Leonard Cohen’s presence in the whole ensemble, seen in a video peering out from behind a velvet curtain, would be equally eddying were it not for an easily missed excerpt from Bacher’s book Shit For Brains. On said page, Lutz writes in sprawling letters of Cohen’s Canadian Buddhism and his cult following; this thought is pre-empted by the artist’s desire to find an American balance to Cohen’s dharma, which she does in “the Nirvana boy” (“+ I needed to / not be interrupted / or with other / people except / Kurt Cobain’s voice / the Nirvana / boy delivered the goods for / sure + […]”).14 The pages of Shit For Brains, as most of Bacher’s books, are filled with a manic stream of emotional, intellectual and cultural excess. The writing may be to sculpture what Leonard Cohen is to Nirvana: it needs distance from the dharma of the mind (self-contained; cult-like only if thoughts can adulate themselves) to take on the overload of thoughts Bacher needs to “get away from.” Anecdotally, a friend once said that each time he visualized his anxious thoughts floating away, they would loop around and come straight back to him: such is the effect of Lutz’s process. Sculpture moves even when stagnant; just as writing runs away with you.
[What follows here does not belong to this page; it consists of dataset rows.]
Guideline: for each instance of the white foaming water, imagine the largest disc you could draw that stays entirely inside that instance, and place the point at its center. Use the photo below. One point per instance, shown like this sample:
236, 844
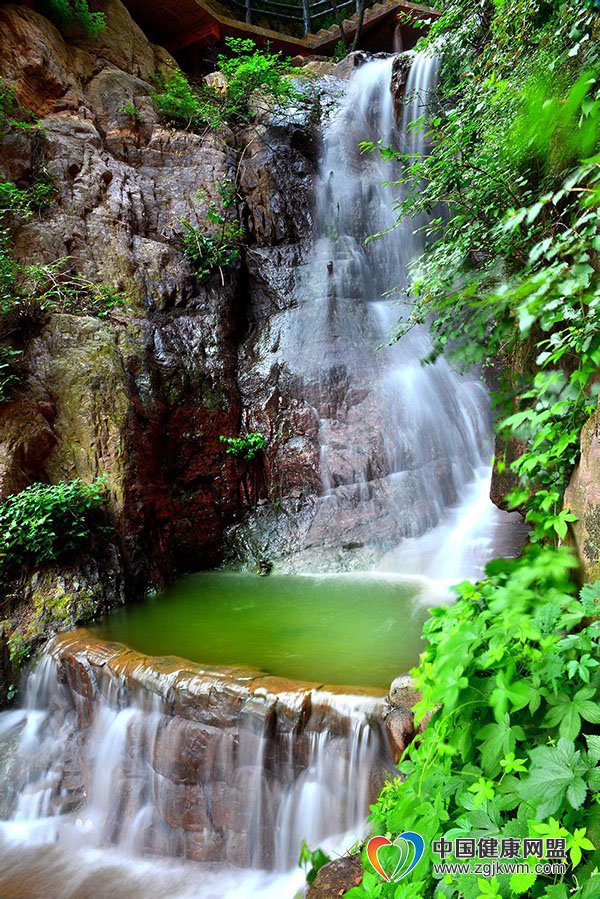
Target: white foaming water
99, 771
105, 789
404, 445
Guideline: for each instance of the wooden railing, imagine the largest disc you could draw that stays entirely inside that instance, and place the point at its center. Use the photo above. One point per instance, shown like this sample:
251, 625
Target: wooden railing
304, 12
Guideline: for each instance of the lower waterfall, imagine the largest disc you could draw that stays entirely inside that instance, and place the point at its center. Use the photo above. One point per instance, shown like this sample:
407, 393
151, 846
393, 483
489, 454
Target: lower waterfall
141, 757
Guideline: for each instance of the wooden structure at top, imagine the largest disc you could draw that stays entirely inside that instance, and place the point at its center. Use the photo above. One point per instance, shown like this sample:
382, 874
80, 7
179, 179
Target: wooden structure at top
186, 26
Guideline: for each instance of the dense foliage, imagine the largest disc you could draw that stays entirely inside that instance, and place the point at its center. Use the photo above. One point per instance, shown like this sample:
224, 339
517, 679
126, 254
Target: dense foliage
214, 245
247, 447
46, 521
74, 17
244, 77
512, 748
510, 188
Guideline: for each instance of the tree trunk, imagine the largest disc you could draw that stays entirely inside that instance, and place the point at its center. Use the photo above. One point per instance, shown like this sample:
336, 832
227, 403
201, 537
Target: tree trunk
359, 24
340, 24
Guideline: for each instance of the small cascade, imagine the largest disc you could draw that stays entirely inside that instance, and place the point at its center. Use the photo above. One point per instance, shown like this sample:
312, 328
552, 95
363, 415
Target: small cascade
402, 444
156, 757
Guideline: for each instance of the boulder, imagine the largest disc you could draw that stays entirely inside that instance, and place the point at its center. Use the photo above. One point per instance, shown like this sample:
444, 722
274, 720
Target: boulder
336, 878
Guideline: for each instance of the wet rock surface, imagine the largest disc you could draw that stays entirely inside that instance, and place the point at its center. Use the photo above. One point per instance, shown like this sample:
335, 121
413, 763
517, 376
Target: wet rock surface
336, 878
214, 765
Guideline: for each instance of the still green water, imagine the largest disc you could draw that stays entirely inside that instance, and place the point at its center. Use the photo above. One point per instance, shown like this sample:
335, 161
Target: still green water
343, 629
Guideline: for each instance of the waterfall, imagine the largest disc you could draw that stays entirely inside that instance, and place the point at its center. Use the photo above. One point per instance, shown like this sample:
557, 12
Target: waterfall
117, 758
405, 447
130, 757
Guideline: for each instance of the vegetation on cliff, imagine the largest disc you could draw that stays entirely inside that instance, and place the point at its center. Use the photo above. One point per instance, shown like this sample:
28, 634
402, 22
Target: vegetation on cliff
243, 77
47, 521
510, 676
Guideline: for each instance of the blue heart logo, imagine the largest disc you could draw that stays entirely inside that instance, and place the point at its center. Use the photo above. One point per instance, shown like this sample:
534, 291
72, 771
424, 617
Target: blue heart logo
393, 861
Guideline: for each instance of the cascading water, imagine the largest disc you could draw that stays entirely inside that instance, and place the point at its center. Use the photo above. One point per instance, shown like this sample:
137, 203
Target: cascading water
119, 772
405, 447
116, 758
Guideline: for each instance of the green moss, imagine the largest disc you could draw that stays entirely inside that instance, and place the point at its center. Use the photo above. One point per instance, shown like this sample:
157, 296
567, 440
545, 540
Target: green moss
60, 610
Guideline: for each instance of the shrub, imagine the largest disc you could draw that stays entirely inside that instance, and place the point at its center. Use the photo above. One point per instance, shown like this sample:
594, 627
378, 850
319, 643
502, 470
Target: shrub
218, 248
74, 17
176, 100
248, 74
11, 113
512, 748
46, 521
244, 447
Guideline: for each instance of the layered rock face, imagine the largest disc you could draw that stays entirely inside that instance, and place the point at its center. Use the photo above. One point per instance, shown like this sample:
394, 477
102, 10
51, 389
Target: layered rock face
143, 395
162, 757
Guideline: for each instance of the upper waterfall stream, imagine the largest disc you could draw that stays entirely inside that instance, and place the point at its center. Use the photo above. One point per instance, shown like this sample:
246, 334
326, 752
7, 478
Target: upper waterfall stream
127, 775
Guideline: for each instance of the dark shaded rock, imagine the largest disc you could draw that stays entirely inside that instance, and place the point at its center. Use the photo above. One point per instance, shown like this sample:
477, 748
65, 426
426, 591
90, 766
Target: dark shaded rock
402, 693
336, 878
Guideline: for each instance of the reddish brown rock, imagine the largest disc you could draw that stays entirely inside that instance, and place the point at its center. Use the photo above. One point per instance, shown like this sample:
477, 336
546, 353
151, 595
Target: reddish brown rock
336, 878
400, 730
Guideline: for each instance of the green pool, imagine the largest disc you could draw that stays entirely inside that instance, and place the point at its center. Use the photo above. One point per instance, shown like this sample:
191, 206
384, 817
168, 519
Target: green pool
342, 629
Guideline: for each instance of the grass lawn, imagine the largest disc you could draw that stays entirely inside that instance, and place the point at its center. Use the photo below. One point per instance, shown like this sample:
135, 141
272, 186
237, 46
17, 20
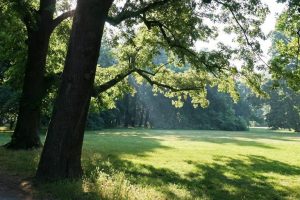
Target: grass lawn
176, 164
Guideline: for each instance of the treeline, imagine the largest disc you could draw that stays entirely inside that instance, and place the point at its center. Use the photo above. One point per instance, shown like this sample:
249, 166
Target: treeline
148, 110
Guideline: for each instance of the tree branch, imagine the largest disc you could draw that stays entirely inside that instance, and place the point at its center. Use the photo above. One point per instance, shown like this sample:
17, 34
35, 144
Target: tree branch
126, 14
61, 18
162, 85
109, 84
244, 31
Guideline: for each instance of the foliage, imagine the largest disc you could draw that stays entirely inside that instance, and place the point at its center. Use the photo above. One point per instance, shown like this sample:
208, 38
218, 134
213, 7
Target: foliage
286, 48
155, 164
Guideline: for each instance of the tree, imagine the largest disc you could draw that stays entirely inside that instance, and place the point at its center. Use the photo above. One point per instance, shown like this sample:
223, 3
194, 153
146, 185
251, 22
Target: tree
39, 27
286, 47
161, 29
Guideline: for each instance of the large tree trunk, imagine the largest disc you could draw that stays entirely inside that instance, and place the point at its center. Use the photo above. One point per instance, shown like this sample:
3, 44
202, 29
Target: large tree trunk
61, 156
26, 133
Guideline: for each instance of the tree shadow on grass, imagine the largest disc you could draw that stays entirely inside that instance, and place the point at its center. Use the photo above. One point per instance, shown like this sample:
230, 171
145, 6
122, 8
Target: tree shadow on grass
118, 143
225, 178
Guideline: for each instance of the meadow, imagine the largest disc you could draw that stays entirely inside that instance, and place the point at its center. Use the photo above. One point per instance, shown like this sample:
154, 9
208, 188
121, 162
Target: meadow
174, 164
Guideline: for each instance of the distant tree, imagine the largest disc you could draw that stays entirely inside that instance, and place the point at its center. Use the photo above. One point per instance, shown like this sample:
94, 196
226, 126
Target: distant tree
285, 63
148, 27
284, 109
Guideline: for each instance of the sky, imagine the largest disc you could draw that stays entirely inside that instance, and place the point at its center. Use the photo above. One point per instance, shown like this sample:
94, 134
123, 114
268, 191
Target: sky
269, 25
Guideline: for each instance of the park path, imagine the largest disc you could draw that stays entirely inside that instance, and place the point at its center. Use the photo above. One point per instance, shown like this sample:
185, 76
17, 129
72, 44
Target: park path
13, 187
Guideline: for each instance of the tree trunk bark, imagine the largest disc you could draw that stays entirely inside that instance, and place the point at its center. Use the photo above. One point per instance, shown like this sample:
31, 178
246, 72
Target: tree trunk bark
141, 117
61, 156
147, 118
26, 133
127, 113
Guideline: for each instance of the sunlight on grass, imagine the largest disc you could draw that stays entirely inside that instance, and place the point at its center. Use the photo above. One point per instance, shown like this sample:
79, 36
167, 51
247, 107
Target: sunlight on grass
169, 164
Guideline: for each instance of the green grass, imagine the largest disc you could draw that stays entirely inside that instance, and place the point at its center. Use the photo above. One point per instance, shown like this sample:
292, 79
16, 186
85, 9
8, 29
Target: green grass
169, 164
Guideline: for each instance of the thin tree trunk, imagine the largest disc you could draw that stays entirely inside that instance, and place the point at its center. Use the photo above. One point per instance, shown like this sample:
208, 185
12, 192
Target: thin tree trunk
133, 114
26, 133
127, 113
147, 118
141, 117
61, 156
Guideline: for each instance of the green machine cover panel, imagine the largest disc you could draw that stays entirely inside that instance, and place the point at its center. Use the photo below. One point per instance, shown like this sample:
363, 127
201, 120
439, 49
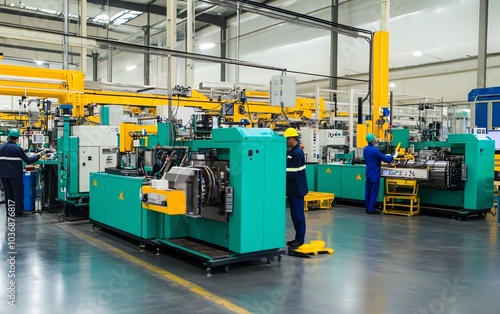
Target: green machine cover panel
345, 181
312, 177
258, 176
115, 202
Each name Bacher herself “begets” – and not only those men of Gospel incanted by James Earl Jones in the courtyard behind 356 – becomes a surrogate through which personal experience can be reconsidered in all of its shifting nuances. Though this pushes the idea of leveraging emotions through physical “symptoms,” which is to say the objects we accumulate to demarcate experience, it also speaks to the importance of including non-economic aspects of life into a broader context of social exchange. As Jamison pointed out, the indifference of conversion patients prompts a shift in register, wherein a certain protocol must be abandoned. The art world is similarly alienated from its own conditions; it presumes exchange without connection, participation without sharing. There’s a sadness inherent to this, which Bacher touches upon. Yet more significantly, her work is not a commentary on systemic failure but a disregard to prescriptions in general. She gives moods and emotions social value and power. They overlap – making the art into a game that seeks connection, play and careful arrangement to find its more unexpected results. She doesn’t have to explain because her work does it for her – it visualizes “symptoms” of the contemporary that are slanted, sideways, erasable, stretched out.